POUR DES RAISONS DIVERSES, souvent liées à des difficultés sociales multi-générationnelles entretenues par l’Etat et par l’essentiel du secteur privé, des foules de gens sont quasiment (statistiquement) condamnées à des travaux durs et/ou abrutissants mal payés jusqu’à la fin de leur vie active. Le poids psychologique de cette perspective est souvent très lourd.

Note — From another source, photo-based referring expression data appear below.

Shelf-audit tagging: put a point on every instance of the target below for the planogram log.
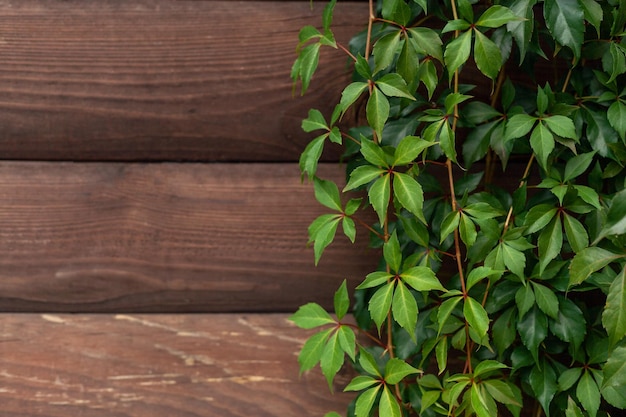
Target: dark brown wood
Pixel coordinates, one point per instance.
(158, 366)
(159, 80)
(165, 238)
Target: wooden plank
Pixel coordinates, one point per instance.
(132, 80)
(165, 238)
(158, 366)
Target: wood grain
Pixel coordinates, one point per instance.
(165, 238)
(161, 80)
(158, 366)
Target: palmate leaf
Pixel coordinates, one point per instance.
(565, 20)
(614, 314)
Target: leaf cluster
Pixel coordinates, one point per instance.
(499, 193)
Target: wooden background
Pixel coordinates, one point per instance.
(152, 218)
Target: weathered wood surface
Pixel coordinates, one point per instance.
(158, 366)
(160, 79)
(165, 238)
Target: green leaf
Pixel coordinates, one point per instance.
(377, 111)
(361, 382)
(397, 369)
(332, 359)
(404, 308)
(311, 315)
(327, 194)
(519, 125)
(496, 16)
(575, 232)
(362, 175)
(388, 404)
(524, 299)
(550, 242)
(385, 50)
(457, 52)
(577, 165)
(365, 402)
(542, 142)
(482, 403)
(614, 314)
(341, 300)
(315, 121)
(588, 261)
(445, 311)
(476, 316)
(565, 20)
(588, 393)
(616, 216)
(533, 329)
(311, 155)
(393, 85)
(380, 304)
(311, 351)
(615, 378)
(616, 114)
(539, 217)
(351, 94)
(421, 278)
(487, 55)
(546, 300)
(379, 195)
(467, 231)
(409, 149)
(544, 385)
(409, 194)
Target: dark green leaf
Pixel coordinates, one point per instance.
(311, 315)
(404, 308)
(565, 20)
(614, 314)
(341, 300)
(533, 329)
(379, 195)
(487, 55)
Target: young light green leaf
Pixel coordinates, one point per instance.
(421, 278)
(311, 351)
(404, 308)
(397, 369)
(487, 55)
(311, 315)
(388, 405)
(380, 304)
(379, 195)
(614, 314)
(409, 194)
(341, 300)
(377, 111)
(546, 300)
(476, 316)
(327, 194)
(496, 16)
(588, 393)
(457, 52)
(565, 20)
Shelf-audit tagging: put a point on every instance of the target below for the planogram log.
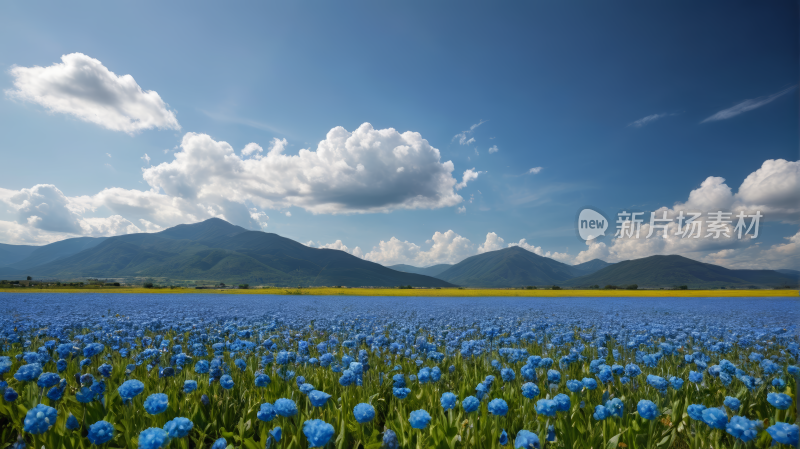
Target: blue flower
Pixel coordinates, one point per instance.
(530, 390)
(632, 370)
(601, 413)
(178, 427)
(419, 419)
(546, 407)
(317, 432)
(100, 432)
(732, 403)
(39, 419)
(156, 403)
(318, 398)
(47, 380)
(189, 386)
(695, 411)
(562, 402)
(390, 440)
(647, 409)
(470, 404)
(276, 433)
(130, 389)
(779, 400)
(266, 413)
(448, 400)
(363, 413)
(743, 428)
(715, 417)
(226, 382)
(72, 422)
(526, 440)
(616, 407)
(28, 373)
(574, 385)
(105, 370)
(589, 383)
(498, 407)
(153, 438)
(503, 440)
(784, 433)
(285, 407)
(262, 380)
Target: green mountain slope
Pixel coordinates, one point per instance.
(669, 271)
(508, 267)
(589, 267)
(432, 270)
(215, 250)
(58, 250)
(10, 254)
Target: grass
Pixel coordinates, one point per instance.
(445, 292)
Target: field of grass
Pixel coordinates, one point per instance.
(445, 292)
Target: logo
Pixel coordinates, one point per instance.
(591, 224)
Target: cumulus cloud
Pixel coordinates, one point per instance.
(747, 105)
(83, 87)
(773, 190)
(465, 137)
(650, 118)
(446, 247)
(348, 173)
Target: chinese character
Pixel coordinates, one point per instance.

Les travaux, décemment rémunérés, garants d’une relation vraiment équilibrée avec notre environnement, sont très rares, là encore parce que l’Etat et l’essentiel du secteur privé en ont décidé ainsi.

Dans le même temps, la France est remplie d’autres gens, aux atouts socio-culturels avantageux. Ces derniers sont bien contents de voir d’autres se coltiner les travaux durs et abrutissants mal payés ; ils cherchent, à tous prix, à les éviter. Ils font en sorte que leurs enfants, eux aussi, évitent ces travaux, sans essayer de résoudre le problème à la racine.

Parmi les privilégiés dotés d’atouts socio-culturels, très nombreux sont celles et ceux qui critiquent ou jugent les gens avec moins d’atouts lorsque ces derniers dénigrent les travaux durs/abrutissants mal payés. Ces privilégiés-là, qui peuvent généralement se permettre de refuser ces travaux, renchérissent sur le mal avec lâcheté, y ajoutant l’insulte. Les répercussions psychologiques et sociales des paroles et des actes de ces privilégiés-là sont destructrices chez beaucoup de personnes.

Ces quelques lignes visent à identifier ces privilégiés, ces prédateurs sociaux, et à s’en protéger. Avec l’Etat et avec la majorité du secteur privé, ils sont animés d’une haine sociale qui ne les différencie guère, sur un plan spirituel, des racistes.